Review Article

The Pharmacological Causes of Colon Ischaemia

Ziga Vodusek; Paul Feuerstadt; Lawrence J. Brandt


Aliment Pharmacol Ther. 2019;49(1):51-63. 

In This Article


We performed a MEDLINE search for "colon ischemia", "colon ischaemia", "ischemic colitis" and "ischaemic colitis" in addition to the medications that have previously been associated with colonic ischaemia using the electronic database PubMed. The terms "colon ischemia", "colon ischaemia", "ischemic colitis" and "ischaemic colitis" were queried alone or in combination with "antibiotics," "AAHC," "appetite suppressants," "chemotherapeutic agents," "chemotherapeutic drugs," "constipation-induced medication," "constipation-inducing drugs," "decongestant," "digitalis," "diuretics," "ergot alkaloids," "ergot," "hormone therapy," "illicit drug," "controlled substance," "immunomodulator drugs," "immunomodulator agent," "laxative," "NSAID," "non-steroidal anti-inflammatory drug," "anti-inflammatory," "serotonin," "serotonin medication," "statin," "vasopressor," and "vasopressin." Relevant search results in this review included 180 reviews and case reports, focusing on more recent documents but also including relevant older references. When no new research or case reports were found, existing data and cases were included in the discussion. Rating the quality of the literature in a systematic way is not possible given the challenges intrinsic to studying associations between medications and colonic ischaemia, including heterogeneity of and lack of well-constructed studies. We believe that there should be some rating of the quality of the literature supporting the association.
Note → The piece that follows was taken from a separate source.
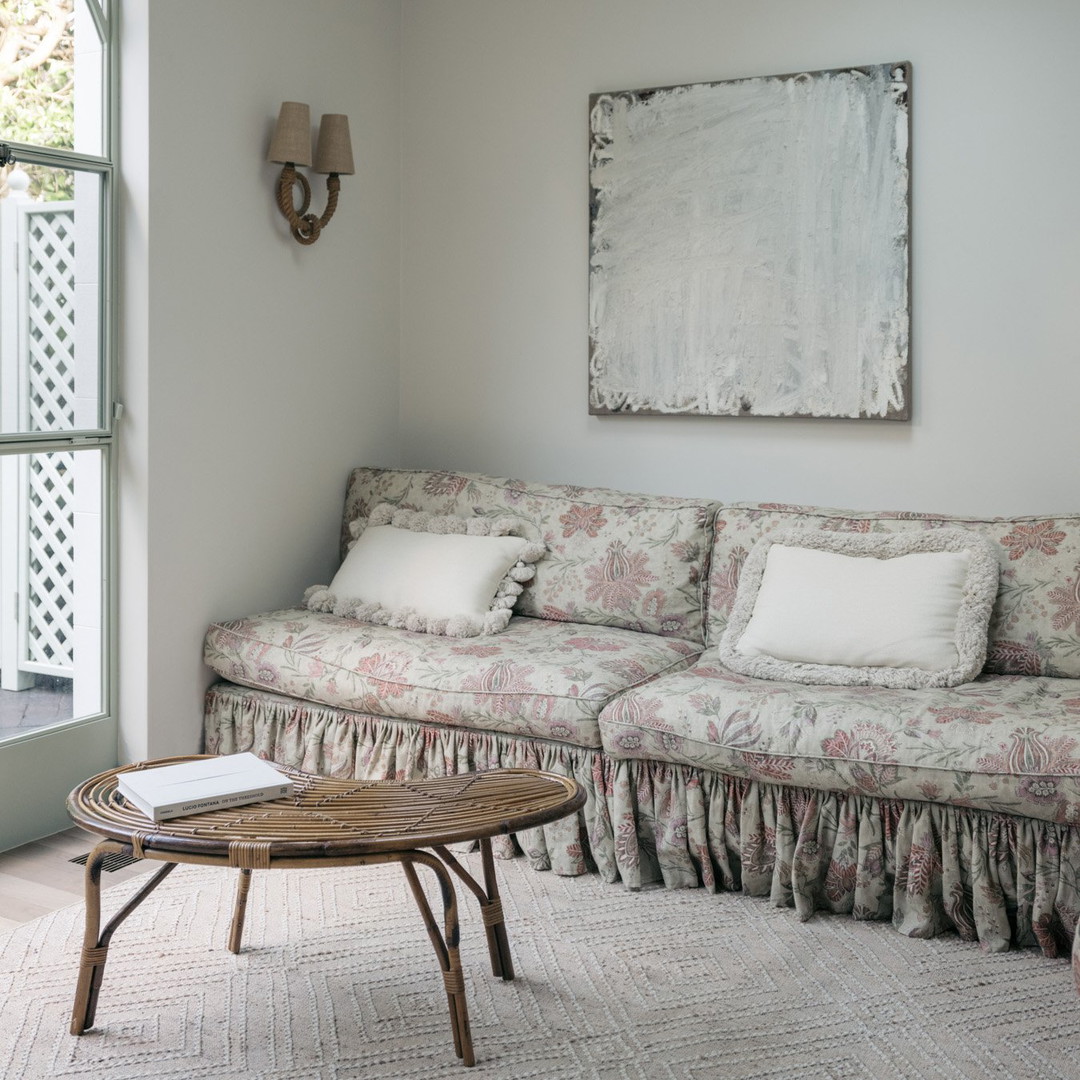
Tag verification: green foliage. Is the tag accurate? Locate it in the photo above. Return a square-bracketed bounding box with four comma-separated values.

Therefore, we have rated the quality of the literature supporting associations as either "strong" or "moderate." Any association that we deemed weak was not included in this manuscript. This included single case reports, those that had too many confounding factors in the reported cases to justify any strength of association and/or those that did not provide pathologic evidence for diagnosis. These ratings are based upon our assessment of the quality of reports and hypothesised mechanisms of disease. Discussion of medications is ordered according to these ratings, the first being classes of medications with a strong association followed by those with a moderate association.